Question

The sum of 6 consecutive odd numbers is 20. What is the fourth number in this sequence?

Answer 1

There is no such sequence of `6` consecutive odd numbers.

Explanation:

Denote the fourth number by `n`.

Then the six numbers are:

`n-6, n-4, n-2, color(blue)(n), n+2, n+4`

and we have:

`20 = (n-6)+(n-4)+(n-2)+n+(n+2)+(n+4)`

`color(white)(20) = (n-6)+5n`

`color(white)(20) = 6n-6`

Add `6` to both ends to get:

`26 = 6n`

Divide both sides by `6` and transpose to find:

`n = 26/6 = 13/3`

Hmmm. That is not an integer, let alone an odd integer.

So there is no suitable sequence of `6` consecutive odd integers.

`color(white)()`
What are the possible sums of a sequence of `6` consecutive odd numbers?

Let the average of the numbers be the even number `2k` where `k` is an integer.
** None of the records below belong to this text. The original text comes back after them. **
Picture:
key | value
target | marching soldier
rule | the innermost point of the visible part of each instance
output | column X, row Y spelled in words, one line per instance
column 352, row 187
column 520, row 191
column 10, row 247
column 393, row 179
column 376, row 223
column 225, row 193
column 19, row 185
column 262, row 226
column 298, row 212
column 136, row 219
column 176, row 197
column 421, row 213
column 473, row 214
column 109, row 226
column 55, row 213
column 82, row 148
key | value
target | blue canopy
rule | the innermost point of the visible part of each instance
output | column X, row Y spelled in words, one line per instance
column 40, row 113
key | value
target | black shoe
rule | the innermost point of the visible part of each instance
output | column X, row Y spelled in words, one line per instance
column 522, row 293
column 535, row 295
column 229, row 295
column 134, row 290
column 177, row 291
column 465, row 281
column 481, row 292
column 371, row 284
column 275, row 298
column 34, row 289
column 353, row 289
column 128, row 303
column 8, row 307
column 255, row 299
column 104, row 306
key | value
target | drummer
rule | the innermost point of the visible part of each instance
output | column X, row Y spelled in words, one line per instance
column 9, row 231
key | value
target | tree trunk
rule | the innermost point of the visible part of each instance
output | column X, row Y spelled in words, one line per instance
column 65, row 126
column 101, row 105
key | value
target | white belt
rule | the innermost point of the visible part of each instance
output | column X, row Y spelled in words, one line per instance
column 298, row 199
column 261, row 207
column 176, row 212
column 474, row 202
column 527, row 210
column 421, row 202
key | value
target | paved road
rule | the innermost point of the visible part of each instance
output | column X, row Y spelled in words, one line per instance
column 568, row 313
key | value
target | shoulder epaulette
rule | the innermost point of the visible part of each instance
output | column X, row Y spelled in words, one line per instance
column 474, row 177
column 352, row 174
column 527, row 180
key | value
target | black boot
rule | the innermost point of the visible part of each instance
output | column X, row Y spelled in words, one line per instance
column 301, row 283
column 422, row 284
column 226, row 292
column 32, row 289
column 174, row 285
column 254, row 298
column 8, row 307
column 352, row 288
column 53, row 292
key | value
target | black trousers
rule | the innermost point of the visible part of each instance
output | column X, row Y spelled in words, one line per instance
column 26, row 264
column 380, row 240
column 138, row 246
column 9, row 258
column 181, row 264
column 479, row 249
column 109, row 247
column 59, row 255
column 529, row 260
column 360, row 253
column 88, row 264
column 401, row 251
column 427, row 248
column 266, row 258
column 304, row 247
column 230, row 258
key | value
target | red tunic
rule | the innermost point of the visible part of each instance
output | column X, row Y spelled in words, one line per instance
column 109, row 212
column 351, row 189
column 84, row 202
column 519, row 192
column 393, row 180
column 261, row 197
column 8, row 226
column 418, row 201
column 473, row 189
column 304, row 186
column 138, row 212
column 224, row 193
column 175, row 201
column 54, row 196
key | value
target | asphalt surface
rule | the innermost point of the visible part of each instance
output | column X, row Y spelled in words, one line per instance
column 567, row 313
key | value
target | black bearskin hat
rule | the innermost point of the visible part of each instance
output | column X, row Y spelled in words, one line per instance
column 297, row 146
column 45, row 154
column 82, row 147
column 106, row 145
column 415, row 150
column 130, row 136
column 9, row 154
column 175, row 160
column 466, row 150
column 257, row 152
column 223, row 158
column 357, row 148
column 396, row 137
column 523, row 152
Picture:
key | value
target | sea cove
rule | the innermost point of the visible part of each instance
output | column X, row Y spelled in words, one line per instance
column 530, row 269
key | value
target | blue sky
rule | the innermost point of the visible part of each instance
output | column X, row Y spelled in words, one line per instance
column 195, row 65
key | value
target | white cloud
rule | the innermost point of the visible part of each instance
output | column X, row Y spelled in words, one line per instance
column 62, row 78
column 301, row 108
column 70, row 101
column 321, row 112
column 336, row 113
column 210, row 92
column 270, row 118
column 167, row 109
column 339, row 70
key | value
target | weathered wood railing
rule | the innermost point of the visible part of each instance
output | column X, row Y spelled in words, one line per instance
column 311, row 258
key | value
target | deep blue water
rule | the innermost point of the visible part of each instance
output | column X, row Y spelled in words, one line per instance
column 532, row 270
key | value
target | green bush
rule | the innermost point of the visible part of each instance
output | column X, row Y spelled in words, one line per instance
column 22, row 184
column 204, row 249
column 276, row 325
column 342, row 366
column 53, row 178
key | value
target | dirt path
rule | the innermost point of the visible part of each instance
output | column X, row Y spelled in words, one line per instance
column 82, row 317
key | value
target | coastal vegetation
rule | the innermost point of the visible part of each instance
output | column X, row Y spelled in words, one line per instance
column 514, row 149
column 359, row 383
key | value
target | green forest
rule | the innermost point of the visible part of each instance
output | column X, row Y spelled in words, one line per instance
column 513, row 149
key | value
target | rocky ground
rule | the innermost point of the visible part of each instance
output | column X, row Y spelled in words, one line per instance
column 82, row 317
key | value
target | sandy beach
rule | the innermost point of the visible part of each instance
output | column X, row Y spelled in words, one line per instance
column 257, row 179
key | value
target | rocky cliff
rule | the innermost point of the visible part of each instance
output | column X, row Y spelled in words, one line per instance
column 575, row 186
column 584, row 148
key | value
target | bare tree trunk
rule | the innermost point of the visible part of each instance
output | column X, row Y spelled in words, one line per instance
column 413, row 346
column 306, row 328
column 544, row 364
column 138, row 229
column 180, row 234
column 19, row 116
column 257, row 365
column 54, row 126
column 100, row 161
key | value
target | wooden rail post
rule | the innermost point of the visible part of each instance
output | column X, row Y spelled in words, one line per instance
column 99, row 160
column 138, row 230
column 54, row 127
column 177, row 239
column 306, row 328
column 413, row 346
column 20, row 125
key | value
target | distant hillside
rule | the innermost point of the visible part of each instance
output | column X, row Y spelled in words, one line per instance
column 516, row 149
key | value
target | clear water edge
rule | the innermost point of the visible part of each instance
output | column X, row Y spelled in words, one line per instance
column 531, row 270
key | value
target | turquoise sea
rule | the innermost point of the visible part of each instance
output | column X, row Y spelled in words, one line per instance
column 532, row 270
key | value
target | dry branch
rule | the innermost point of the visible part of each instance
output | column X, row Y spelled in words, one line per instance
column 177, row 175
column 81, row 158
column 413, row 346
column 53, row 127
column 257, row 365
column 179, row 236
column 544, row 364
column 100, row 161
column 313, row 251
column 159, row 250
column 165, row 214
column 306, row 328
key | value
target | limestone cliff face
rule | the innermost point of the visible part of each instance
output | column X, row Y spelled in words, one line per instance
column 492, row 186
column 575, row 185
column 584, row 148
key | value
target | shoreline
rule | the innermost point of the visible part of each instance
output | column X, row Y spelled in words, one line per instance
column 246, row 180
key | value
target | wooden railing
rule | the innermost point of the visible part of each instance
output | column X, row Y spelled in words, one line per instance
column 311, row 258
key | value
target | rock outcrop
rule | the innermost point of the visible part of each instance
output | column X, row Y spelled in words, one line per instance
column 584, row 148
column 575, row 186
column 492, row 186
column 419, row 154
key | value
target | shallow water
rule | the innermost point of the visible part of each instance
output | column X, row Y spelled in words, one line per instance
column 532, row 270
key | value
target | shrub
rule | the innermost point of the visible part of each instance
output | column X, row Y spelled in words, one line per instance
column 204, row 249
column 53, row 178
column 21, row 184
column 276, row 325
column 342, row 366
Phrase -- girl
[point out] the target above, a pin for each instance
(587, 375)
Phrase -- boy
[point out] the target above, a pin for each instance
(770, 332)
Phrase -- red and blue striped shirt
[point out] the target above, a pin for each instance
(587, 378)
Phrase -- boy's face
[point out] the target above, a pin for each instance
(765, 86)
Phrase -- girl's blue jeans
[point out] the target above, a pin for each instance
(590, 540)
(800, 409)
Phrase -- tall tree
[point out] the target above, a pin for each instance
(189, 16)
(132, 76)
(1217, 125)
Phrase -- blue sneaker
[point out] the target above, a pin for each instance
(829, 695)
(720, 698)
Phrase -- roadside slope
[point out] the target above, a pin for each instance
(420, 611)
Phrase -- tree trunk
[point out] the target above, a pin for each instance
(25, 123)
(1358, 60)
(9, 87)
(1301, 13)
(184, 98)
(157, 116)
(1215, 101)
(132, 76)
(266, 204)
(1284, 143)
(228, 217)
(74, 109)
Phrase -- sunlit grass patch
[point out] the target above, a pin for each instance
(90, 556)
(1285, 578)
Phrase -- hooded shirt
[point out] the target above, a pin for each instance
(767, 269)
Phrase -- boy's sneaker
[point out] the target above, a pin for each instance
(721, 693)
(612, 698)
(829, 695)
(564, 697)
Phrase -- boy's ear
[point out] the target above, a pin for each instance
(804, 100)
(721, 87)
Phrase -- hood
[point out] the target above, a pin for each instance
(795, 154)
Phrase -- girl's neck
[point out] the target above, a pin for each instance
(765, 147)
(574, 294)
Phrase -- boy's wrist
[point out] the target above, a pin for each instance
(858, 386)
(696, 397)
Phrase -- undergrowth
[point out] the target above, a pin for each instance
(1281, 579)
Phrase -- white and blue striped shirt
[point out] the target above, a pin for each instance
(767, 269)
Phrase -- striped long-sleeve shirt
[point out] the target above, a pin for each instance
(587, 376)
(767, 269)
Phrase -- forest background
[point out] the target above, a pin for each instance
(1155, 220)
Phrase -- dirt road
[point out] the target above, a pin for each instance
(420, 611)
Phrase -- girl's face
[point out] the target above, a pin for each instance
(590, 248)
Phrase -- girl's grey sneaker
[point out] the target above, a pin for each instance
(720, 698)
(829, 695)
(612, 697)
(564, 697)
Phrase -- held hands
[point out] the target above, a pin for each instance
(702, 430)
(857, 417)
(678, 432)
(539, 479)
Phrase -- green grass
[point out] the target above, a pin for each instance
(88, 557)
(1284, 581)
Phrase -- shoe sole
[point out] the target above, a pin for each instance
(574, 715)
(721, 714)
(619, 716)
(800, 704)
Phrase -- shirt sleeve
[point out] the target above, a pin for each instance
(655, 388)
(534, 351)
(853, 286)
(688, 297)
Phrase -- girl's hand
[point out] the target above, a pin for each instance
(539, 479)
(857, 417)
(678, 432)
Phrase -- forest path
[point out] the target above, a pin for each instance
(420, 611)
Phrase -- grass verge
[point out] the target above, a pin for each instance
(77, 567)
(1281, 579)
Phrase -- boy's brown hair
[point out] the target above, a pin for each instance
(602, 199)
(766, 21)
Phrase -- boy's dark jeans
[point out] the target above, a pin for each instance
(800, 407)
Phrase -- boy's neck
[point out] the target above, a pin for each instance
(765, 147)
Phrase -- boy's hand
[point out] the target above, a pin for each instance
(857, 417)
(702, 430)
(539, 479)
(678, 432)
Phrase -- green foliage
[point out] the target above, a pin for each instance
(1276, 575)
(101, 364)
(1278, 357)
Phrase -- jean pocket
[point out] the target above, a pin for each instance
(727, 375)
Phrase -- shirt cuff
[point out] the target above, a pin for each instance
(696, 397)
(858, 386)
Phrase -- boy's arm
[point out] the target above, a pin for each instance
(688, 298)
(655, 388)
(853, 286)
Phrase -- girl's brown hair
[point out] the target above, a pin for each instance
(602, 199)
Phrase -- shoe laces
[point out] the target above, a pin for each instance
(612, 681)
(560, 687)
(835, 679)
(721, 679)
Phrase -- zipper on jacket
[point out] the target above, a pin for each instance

Then the six consectuvie odd numbers are:

`2k-5, 2k-3, 2k-1, 2k+1, 2k+3, 2k+5`

Their sum is:

`(2k-5)+(2k-3)+(2k-1)+(2k+1)+(2k+3)+(2k+5) = 12k`

So any multiple of `12` is a possible sum.

Perhaps the sum in the question should have been `120` rather than `20`. Then the fourth number would be `21`.